Condition	Agent	Model	Reason
iOS app	executor	sonnet	Simulator boot + idb commands
Web app	Playwright MCP	—	Browser automation
CLI tool	executor	sonnet	Direct command execution
API service	executor	sonnet	curl / HTTP requests
Evidence review	verifier	sonnet	Examine screenshots/logs

The execution steps walk through the entire flow: build the real system, run it, exercise it through its real interface, capture evidence, and then apply gate validation discipline by personally examining every piece of evidence rather than just confirming files exist.

The skill factory generates these SKILL.md files programmatically:

// skills_factory · generate functional-validationpython

from skills_factory import SkillGenerator, SkillSpec, SkillStep, RoutingEntry

spec = SkillSpec(
    name="functional-validation",
    description="Validate through real system behavior, not test harnesses",
    trigger_patterns=("validate this feature", "prove it works"),
    routing=(
        RoutingEntry(condition="iOS app", agent="executor", model="sonnet"),
        RoutingEntry(condition="Web app", agent="playwright", model="sonnet"),
    ),
    steps=(
        SkillStep(number=1, title="Build", description="Build the real system"),
        SkillStep(number=2, title="Run", description="Start the app"),
        SkillStep(number=3, title="Exercise", description="Interact through real UI"),
        SkillStep(number=4, title="Capture", description="Screenshot/log evidence"),
        SkillStep(number=5, title="Verify", description="Examine all evidence"),
    ),
    validation_criteria=(
        "System was built from source",
        "Each feature exercised through real UI",
        "Evidence captured and personally examined",
    ),
)

generator = SkillGenerator()
content = generator.generate(spec)

Across all sessions, skills were invoked 1,370 times. The functional validation skill was one of the most frequently activated. It fires on phrases like “prove it works” or “show me evidence,” which agents encounter constantly because the hook chain keeps pushing them toward real validation.
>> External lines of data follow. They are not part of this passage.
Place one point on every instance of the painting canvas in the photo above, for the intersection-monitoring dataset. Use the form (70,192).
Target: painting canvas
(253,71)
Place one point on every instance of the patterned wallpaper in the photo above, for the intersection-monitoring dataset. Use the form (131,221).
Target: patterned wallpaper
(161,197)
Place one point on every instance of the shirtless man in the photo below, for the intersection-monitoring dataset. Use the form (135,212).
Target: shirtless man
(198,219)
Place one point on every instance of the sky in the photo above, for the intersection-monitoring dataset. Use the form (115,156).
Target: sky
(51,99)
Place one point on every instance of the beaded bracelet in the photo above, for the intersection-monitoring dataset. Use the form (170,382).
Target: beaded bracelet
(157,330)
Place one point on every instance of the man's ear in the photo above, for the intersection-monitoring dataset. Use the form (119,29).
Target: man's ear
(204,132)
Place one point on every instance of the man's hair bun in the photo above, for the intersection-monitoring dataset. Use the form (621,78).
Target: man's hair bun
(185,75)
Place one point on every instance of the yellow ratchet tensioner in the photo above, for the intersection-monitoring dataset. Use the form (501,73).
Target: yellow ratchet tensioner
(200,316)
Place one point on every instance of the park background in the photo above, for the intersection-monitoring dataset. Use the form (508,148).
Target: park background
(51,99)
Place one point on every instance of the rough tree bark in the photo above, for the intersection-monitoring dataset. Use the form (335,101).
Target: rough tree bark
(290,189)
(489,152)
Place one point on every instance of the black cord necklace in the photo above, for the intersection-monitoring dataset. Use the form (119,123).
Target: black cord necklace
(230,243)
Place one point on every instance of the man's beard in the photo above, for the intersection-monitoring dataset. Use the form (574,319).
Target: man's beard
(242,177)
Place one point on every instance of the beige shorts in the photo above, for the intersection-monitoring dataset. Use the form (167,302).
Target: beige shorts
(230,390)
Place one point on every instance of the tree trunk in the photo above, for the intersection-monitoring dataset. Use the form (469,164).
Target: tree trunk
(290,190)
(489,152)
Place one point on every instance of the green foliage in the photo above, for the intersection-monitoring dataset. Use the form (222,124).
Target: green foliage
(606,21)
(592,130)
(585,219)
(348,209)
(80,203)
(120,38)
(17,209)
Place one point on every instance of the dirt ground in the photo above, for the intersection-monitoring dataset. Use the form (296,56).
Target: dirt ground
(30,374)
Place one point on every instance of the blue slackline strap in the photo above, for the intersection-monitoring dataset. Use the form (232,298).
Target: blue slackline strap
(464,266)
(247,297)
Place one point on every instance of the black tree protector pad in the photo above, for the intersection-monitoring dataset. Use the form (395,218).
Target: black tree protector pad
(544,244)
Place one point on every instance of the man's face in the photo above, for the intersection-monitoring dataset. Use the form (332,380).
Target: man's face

The validator catches skills that are missing required sections:

// SkillValidator · invalid skill outputpython

from skills_factory import SkillValidator

validator = SkillValidator()
result = validator.validate_file("skills/deploy-preview/SKILL.md")
print(result.summary())
# Skill Validation: INVALID
#   Errors: 1, Warnings: 2
#   [E] [trigger_patterns] Required section missing: trigger_patterns
#   [W] [routing_table] Recommended section missing: routing_table
#   [W] [validation_criteria] Recommended section missing

A skill without validation criteria is a skill that can’t enforce functional validation. The factory won’t let you ship half a workflow.

The Three-Layer Validation Stack

After the Delete Account incident, I built a validation stack with three layers. Each catches a different class of failure.

Layer 1: Compilation and static analysis. Docker build, TypeScript strict mode, ESLint, Swift compiler. This catches missing dependencies, type mismatches, import errors, syntax mistakes. Necessary but nowhere near sufficient. The Delete Account button passed this layer cleanly. A TODO function body is valid TypeScript, and that’s the whole problem.

Layer 2: Runtime verification. Start the server. Confirm it responds to HTTP requests. Verify the response contains expected content markers, not just a 200 status code. This catches runtime crashes, missing environment variables, database connection failures, configuration mismatches.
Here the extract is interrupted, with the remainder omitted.